Abstract

Fabry disease (FD) is an X-linked lysosomal storage disorder characterized by a deficient activity of the enzyme α-galactosidase A, resulting in a vasculopathic involvement of various organ systems, e.g. cerebral structures. Marked cerebral vasculopathy with subsequent white matter lesions (WML) are a frequent finding in FD patients. Recent studies discussed an association between cerebral white matter changes and sleeprelated disturbances of breathing, which may lead to excessive daytime sleepiness (EDS). A 56-year-old Caucasian female FD patient with EDS was admitted to our sleep laboratory.
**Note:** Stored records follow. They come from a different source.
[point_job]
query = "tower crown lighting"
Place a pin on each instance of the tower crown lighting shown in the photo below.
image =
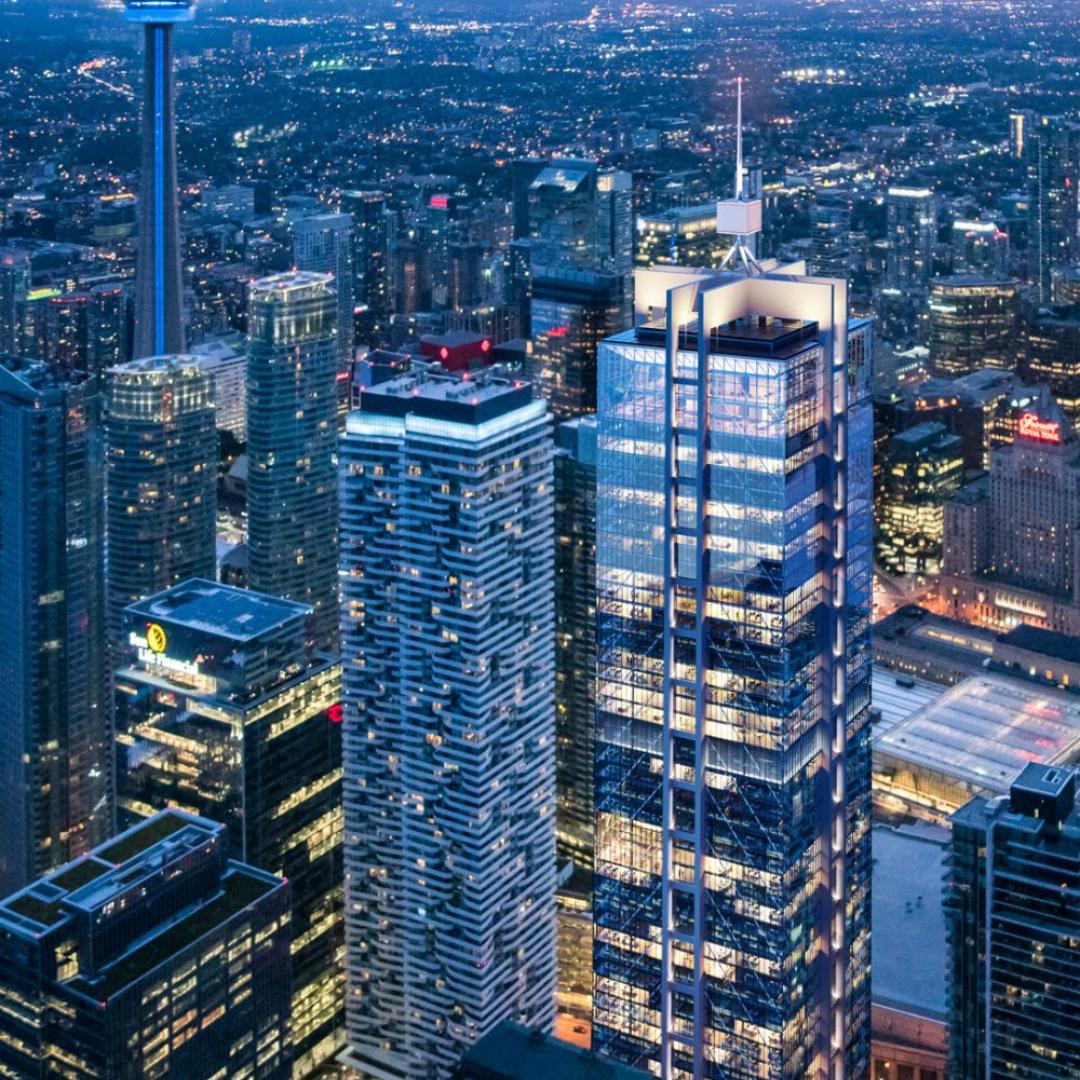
(159, 11)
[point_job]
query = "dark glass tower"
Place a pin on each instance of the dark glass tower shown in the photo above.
(224, 710)
(292, 436)
(571, 312)
(154, 955)
(159, 286)
(54, 773)
(161, 478)
(575, 635)
(1013, 910)
(732, 863)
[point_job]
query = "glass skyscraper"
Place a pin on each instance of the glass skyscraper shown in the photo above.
(292, 434)
(449, 729)
(323, 244)
(1052, 152)
(54, 720)
(576, 634)
(1013, 915)
(732, 763)
(161, 478)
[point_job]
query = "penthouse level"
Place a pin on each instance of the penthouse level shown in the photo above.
(460, 397)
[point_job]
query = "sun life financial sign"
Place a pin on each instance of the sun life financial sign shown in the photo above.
(151, 651)
(1042, 431)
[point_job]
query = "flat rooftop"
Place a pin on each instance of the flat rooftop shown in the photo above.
(1048, 643)
(896, 696)
(985, 730)
(917, 629)
(463, 397)
(513, 1052)
(223, 610)
(748, 336)
(908, 946)
(88, 882)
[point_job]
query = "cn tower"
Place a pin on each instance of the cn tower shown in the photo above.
(159, 286)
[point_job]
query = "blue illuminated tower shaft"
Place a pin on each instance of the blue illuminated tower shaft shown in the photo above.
(159, 325)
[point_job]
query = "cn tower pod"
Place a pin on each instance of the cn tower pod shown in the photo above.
(159, 11)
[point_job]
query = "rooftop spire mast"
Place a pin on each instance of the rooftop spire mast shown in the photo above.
(740, 217)
(739, 169)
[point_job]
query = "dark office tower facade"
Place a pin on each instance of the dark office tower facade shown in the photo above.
(449, 718)
(974, 323)
(410, 275)
(161, 478)
(370, 253)
(107, 327)
(79, 332)
(54, 724)
(14, 285)
(733, 554)
(223, 709)
(912, 229)
(66, 333)
(159, 281)
(1013, 916)
(576, 636)
(154, 955)
(292, 433)
(831, 233)
(1053, 180)
(571, 312)
(323, 244)
(464, 275)
(615, 221)
(1052, 358)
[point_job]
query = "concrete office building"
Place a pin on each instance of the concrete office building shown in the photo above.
(161, 478)
(292, 434)
(154, 955)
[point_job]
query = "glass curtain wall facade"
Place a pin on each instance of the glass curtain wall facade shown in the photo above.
(161, 478)
(449, 733)
(576, 635)
(292, 435)
(732, 765)
(571, 312)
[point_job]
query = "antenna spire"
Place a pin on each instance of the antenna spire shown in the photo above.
(740, 217)
(739, 170)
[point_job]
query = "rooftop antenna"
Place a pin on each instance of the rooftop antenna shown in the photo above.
(740, 217)
(739, 169)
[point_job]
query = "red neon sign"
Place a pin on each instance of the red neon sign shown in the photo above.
(1041, 431)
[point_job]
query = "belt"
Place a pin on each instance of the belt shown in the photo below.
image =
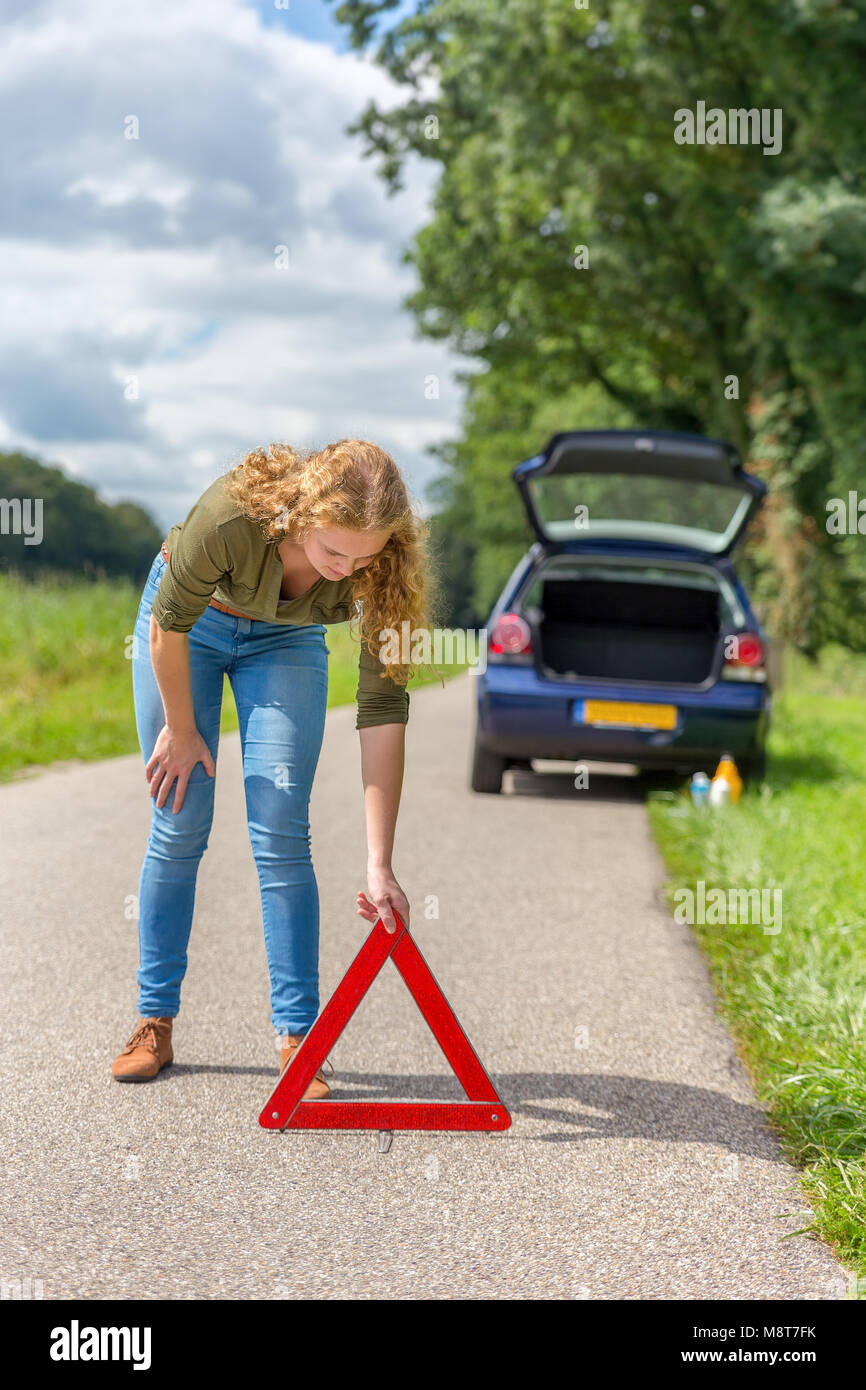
(216, 603)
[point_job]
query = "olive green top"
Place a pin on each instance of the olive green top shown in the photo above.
(217, 552)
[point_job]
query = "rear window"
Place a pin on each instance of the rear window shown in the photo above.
(615, 503)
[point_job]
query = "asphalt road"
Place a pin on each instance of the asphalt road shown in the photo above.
(638, 1164)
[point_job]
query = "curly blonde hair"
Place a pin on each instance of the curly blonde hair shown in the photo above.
(357, 487)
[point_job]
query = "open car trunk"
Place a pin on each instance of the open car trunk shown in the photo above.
(626, 630)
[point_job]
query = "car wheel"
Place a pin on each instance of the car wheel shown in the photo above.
(487, 770)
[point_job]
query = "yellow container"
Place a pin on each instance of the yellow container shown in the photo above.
(727, 772)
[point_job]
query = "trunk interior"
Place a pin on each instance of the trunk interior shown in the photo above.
(628, 630)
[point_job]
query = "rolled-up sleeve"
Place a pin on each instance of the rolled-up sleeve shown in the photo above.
(196, 563)
(378, 701)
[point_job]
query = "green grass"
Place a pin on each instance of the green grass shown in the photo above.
(67, 680)
(797, 1001)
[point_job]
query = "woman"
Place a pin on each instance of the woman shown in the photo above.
(268, 556)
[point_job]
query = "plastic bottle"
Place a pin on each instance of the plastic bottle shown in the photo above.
(699, 787)
(729, 777)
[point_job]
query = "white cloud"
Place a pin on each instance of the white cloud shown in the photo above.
(154, 257)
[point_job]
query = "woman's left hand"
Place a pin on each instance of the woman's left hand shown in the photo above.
(385, 897)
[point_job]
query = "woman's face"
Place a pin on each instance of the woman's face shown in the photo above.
(338, 553)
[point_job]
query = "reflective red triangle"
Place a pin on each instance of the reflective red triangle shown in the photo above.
(481, 1111)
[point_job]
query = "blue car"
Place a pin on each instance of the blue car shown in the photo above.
(624, 635)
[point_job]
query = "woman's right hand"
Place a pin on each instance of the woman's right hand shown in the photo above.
(174, 756)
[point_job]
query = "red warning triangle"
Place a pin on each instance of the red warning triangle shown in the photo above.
(481, 1111)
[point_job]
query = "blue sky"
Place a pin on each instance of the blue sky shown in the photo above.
(154, 331)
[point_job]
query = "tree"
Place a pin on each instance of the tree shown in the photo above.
(574, 243)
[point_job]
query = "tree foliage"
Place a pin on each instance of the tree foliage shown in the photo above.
(553, 129)
(81, 534)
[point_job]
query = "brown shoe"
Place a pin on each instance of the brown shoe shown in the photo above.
(319, 1089)
(146, 1052)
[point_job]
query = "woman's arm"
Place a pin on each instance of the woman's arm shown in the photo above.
(180, 744)
(382, 758)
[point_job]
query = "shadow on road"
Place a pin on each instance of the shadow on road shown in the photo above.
(601, 786)
(613, 1107)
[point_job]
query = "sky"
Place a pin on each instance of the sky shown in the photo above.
(152, 331)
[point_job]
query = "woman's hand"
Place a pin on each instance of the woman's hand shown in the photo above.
(174, 756)
(385, 898)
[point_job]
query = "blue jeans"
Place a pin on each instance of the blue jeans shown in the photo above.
(280, 680)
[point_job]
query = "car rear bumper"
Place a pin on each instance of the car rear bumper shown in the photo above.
(521, 716)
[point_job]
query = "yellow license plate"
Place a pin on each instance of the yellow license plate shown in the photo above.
(626, 715)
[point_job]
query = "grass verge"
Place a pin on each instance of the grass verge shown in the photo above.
(67, 679)
(795, 1000)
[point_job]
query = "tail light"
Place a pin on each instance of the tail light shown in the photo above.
(744, 658)
(510, 637)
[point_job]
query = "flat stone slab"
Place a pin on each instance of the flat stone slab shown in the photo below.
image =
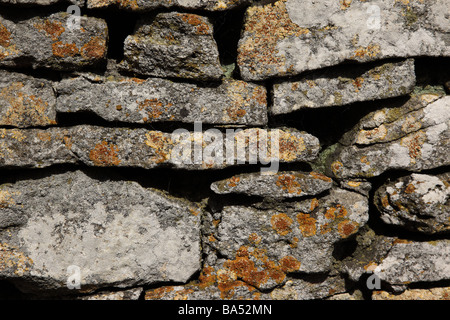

Overnight polysomnography showed a Cheyne-Stokes respiration pattern with significant O2 desaturation. MR imaging revealed confluent WML including the brain stem, but no renal or cardiac involvement. We then evaluated the clinical data of 49 genetically proven FD patients (27 males; mean age 43 years) from our FD centre. With a frequency of 68%, EDS exceeds the prevalence of other common symptoms of FD (angiokeratomas 61%; acroparaesthesia 51%; renal involvement 29%; cardiac involvement 27%), and the prevalence of chronic fatigue (48%). EDS was independently associated with the physical component summary of the SF-36 data (corrected R 2 = –0.323, p < 0.001). EDS and age explained a quarter of variance in mental component summary (corrected R 2 = –0.253, p < 0.001). We conclude that EDS is a common and underdiagnosed symptom in FD patients, accompanied by a significant impact on quality of life. EDS might be caused by central breathing disorders due to an affection of brain regions associated with respiratory control in FD.